Short-term Capital Flows Out With Weaker YuanOn 11th August, The People’s Bank of China devalued its currency by close to two percent against US dollars, triggering concerns over an impending free-falling currency and a shift of investment capital into offshore property markets. While most predict the Renminbi depreciation against major international currencies would badly hit the real estate market, some market research suggests otherwise. Generally speaking, the negative impacts of devaluation on the Chinese property market are only short term, and irrelevant to the structural problems, such as oversupply and dwindling demand. In the long run, the Chinese property market would still be backed by the high, stable local demand, suggesting it is at the start of a recovery stage after a year-long slump

However, some heavily indebted property developers could face extra pressure to serve their bond obligations upon the devaluation, since they have been raising capital from overseas markets in recent years.
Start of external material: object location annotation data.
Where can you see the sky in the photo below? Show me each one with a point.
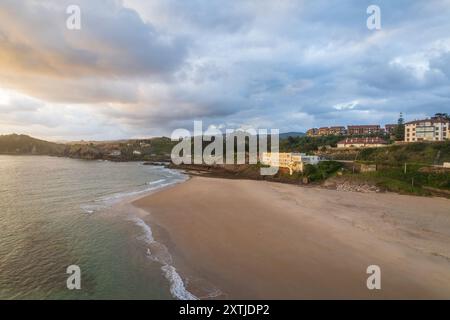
(142, 68)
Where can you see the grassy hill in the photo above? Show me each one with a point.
(154, 149)
(421, 152)
(26, 145)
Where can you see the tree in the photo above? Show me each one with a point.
(442, 115)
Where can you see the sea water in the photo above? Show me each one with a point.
(57, 212)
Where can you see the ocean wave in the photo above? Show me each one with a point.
(159, 253)
(107, 201)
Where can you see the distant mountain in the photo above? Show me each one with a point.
(292, 134)
(154, 149)
(23, 144)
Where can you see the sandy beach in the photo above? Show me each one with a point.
(262, 240)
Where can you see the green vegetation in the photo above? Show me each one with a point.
(308, 144)
(421, 152)
(22, 144)
(417, 179)
(155, 149)
(322, 171)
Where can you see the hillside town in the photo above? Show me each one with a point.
(435, 128)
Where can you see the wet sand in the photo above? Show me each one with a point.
(262, 240)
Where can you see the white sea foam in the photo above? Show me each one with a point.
(156, 182)
(107, 201)
(159, 253)
(177, 288)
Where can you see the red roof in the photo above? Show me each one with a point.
(374, 140)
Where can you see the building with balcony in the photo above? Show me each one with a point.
(433, 129)
(361, 143)
(363, 129)
(295, 162)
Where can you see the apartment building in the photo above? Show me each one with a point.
(433, 129)
(312, 132)
(361, 143)
(363, 129)
(338, 131)
(390, 128)
(295, 162)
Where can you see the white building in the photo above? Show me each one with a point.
(292, 161)
(373, 142)
(434, 129)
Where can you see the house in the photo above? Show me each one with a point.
(361, 142)
(390, 128)
(338, 130)
(115, 153)
(433, 129)
(312, 132)
(295, 162)
(363, 129)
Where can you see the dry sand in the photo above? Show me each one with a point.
(262, 240)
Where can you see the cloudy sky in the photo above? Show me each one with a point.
(140, 68)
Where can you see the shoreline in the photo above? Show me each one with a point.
(312, 253)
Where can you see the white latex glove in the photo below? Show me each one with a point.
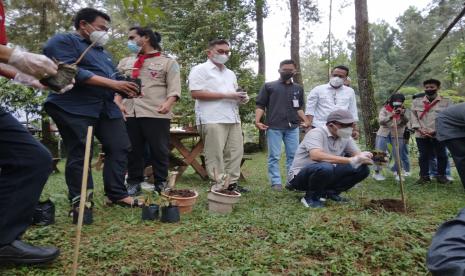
(360, 159)
(366, 154)
(38, 66)
(67, 88)
(28, 80)
(245, 100)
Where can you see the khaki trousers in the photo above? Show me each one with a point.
(223, 149)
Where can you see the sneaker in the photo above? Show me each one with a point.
(133, 189)
(312, 203)
(277, 187)
(379, 177)
(149, 187)
(237, 188)
(442, 179)
(423, 180)
(337, 198)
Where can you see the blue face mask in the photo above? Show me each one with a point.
(133, 47)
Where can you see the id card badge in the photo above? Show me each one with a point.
(295, 103)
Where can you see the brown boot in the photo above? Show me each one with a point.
(442, 179)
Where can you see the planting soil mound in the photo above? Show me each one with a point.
(181, 193)
(389, 205)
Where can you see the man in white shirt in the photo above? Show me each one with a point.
(213, 86)
(332, 96)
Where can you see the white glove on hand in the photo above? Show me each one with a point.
(38, 66)
(67, 88)
(245, 100)
(28, 80)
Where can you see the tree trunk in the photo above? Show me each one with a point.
(295, 38)
(47, 139)
(259, 13)
(365, 86)
(259, 6)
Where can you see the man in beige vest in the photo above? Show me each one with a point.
(424, 113)
(148, 117)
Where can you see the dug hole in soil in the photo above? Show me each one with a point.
(388, 205)
(181, 193)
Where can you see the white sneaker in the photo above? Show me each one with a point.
(379, 177)
(147, 186)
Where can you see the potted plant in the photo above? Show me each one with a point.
(87, 218)
(220, 198)
(150, 210)
(185, 198)
(169, 210)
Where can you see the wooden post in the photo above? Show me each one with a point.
(82, 201)
(399, 167)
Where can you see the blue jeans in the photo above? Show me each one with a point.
(382, 145)
(320, 179)
(275, 137)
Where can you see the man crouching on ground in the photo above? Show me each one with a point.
(320, 167)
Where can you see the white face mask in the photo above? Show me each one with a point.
(344, 133)
(101, 37)
(336, 82)
(221, 59)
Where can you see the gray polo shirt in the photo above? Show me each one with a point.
(320, 138)
(450, 123)
(281, 101)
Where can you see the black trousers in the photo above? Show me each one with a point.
(115, 143)
(457, 150)
(428, 148)
(156, 133)
(25, 165)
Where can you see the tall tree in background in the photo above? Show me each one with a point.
(365, 86)
(295, 38)
(307, 11)
(260, 14)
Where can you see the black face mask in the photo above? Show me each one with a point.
(285, 76)
(430, 92)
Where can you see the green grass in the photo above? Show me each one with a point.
(267, 233)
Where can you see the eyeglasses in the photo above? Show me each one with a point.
(223, 52)
(339, 76)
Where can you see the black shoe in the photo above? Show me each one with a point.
(337, 198)
(442, 179)
(19, 252)
(133, 189)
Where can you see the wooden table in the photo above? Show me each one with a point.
(190, 155)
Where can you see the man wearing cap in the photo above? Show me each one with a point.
(320, 167)
(424, 113)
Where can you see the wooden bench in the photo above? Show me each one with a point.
(244, 158)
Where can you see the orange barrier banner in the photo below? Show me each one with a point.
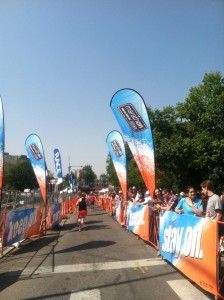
(138, 220)
(190, 244)
(119, 212)
(21, 224)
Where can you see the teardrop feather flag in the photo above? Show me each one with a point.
(130, 111)
(58, 166)
(2, 147)
(115, 144)
(35, 153)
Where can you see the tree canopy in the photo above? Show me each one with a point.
(188, 139)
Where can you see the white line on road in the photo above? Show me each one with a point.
(185, 290)
(93, 267)
(86, 295)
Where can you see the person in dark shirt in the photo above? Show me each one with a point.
(82, 210)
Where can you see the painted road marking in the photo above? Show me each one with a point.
(86, 295)
(185, 290)
(115, 265)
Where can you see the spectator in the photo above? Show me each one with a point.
(169, 201)
(214, 205)
(190, 205)
(147, 200)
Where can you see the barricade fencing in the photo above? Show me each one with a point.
(190, 244)
(24, 215)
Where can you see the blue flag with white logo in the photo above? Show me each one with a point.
(58, 166)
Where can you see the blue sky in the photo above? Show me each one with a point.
(61, 61)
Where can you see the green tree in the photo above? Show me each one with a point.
(202, 115)
(188, 139)
(87, 176)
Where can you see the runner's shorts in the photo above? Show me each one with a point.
(82, 213)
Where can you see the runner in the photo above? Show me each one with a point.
(92, 200)
(82, 210)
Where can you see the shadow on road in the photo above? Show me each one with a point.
(85, 246)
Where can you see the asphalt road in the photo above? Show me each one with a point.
(103, 261)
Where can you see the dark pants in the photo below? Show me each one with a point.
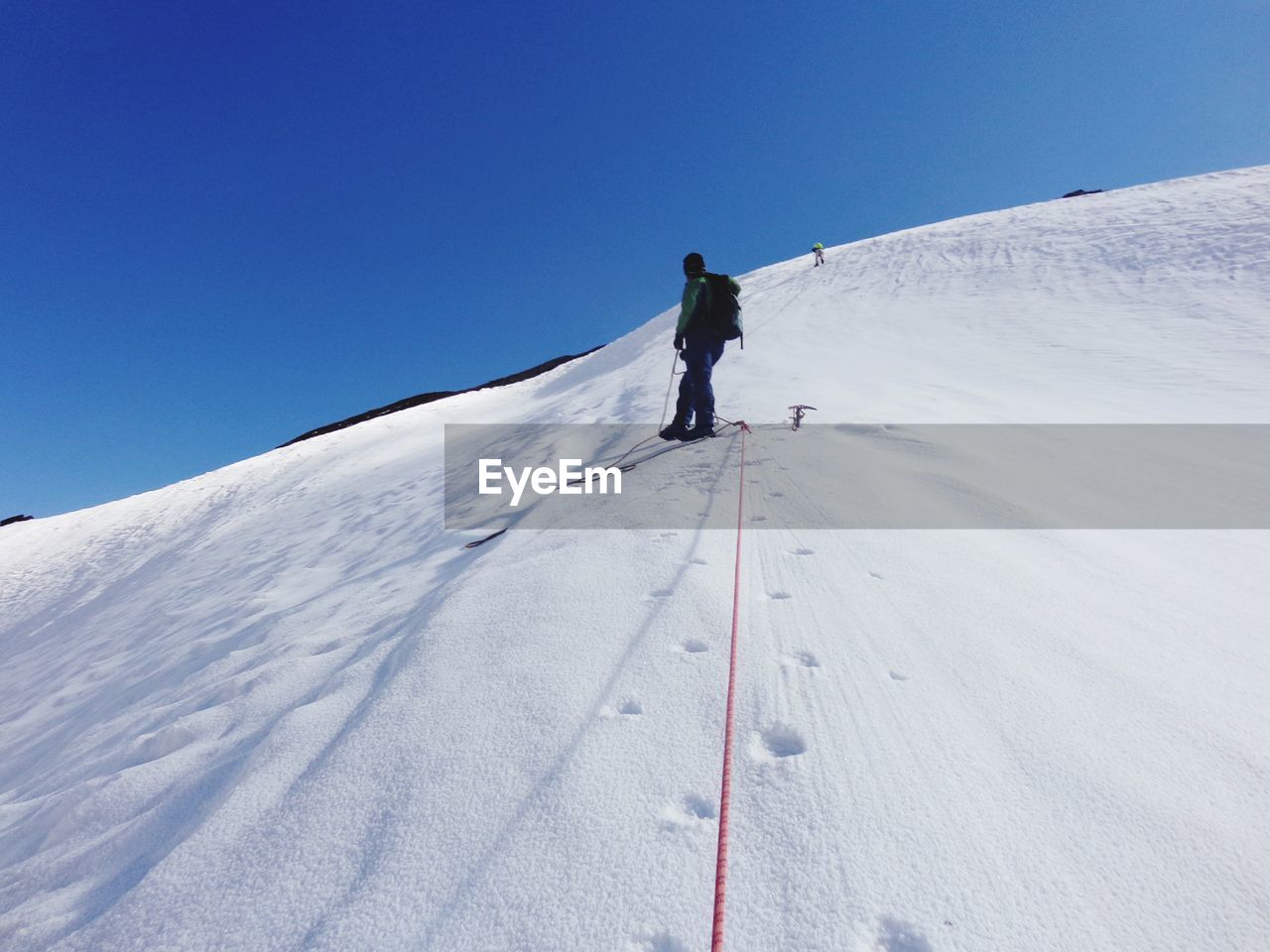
(701, 352)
Sources revealed that more than one-third of developer debt has been borrowed in foreign currencies, denominated in US dollars or Hong Kong dollars. The market expects that the Renminbi could depreciate further amid continuously weak exports. Developers’ profit margins could be reduced by 20% - 30% for the worst cases. Some indebted developers could possibly come under financial stress.

Property sales improved in the first half of 2015, thanks to the government’s easing policies in monetary and real estate markets, which also eased the developers’ pressure to meet their annual sales targets. During the period, commodity property transaction registered a 4% Y-o-Y growth with a total of 5 million square meters.